Case Studies in Statistical and Data Science

Students apply statistical analysis skills to in-depth data analysis projects in a variety of areas of application. Students design and implement a data analysis plan based on substantive questions or hypotheses and communicate their results both technically and non-technically in oral presentations and written reports. Prerequisite: Statistical Science 360, 601, or 602. Not open to students who have taken Statistical Science 440 or Statistical Science 723.

Introduction to Health Data Science

Rigorous introduction to health data science using current applications in biomedical research, epidemiology, and health policy. Use modern statistical software to conduct reproducible data exploration, visualization, and analysis. Interpret and translate results for interdisciplinary researchers. Critically evaluate data-based claims, decisions, and policies. Includes exploratory data analysis, visualization, basics of probability and inference, predictive modeling and classification. This course focuses on the R computing language. No statistical or computing background is necessary.

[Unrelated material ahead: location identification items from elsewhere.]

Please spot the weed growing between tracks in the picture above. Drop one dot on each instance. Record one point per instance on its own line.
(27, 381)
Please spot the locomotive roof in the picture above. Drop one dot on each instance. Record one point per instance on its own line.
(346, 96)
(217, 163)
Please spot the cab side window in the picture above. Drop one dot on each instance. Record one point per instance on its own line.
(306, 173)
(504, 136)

Theory and Methods of Statistical Learning and Inference

Estimators and properties (efficiency, consistency, sufficiency); loss functions. Fisher information, asymptotic properties and distributions of estimators. Exponential families. Point and interval estimation, delta method. Neyman-Pearson lemma; likelihood ratio tests; multiple testing; design and the analysis of variance (ANOVA). High-dimensional data; statistical regularization and sparsity; penalty and prior formulations; model selection. Resampling methods; principal component analysis, mixture models.

Mathematics of Data Science

Introduction to the mathematics and algorithms that are central to a variety of data science applications. Basic mathematical concepts underlying popular data science algorithms will be introduced and students will write code implementing these algorithms. We will discuss the impact of these algorithms on society and ethical implications. Algorithms examined include: Google's pagerank, principal component analysis for visualizing high dimensional data, hidden Markov models for speech recognition, and classifiers detecting spam emails.

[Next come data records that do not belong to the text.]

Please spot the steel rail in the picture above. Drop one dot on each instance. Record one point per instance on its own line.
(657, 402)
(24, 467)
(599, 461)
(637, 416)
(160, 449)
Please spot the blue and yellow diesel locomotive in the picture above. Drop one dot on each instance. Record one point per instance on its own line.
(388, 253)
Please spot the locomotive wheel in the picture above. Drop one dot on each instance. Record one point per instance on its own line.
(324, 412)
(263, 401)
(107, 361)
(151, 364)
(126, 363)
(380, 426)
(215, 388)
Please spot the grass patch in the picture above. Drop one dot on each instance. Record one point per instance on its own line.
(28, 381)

Basic Statistics and Quantitative Literacy

(No longer offered but listed for historical reasons.)    

Statistical concepts involved in making inferences, decisions, and predictions from data. Emphasis on applications, not formal technique. Prerequisite: Must have taken placement test and placed in Statistics 30. See website for placement info. Director of undergraduate studies consent required. Not open to students with Statistics AP credit, Math AP credit, or credit for Math105L or higher.

Machine Learing - Introductory PhD Level

This is an introductory overview course at an advanced level. Covers standard techniques, such as the perceptron algorithm, decision trees, random forests, boosting, support vector machines and reproducing kernel Hilbert spaces, regression, K-means, Gaussian mixture models and EM, neural networks, and multi-armed bandits. Covers introductory statistical learning theory. Recommended prerequisite: linear algebra, probability, analysis or equivalent.

Multilevel and Hierarchical Models

 Variance component models with fixed and random effects. Multilevel and hierarchical models for longitudinal and/or clustered data. Focus on model fitting and interpretation. Maximum likelihood and Bayesian inference and computation. Prerequisite: STA 360, 601, or 602 and R programming skills. Not open to students with credit for STA 410.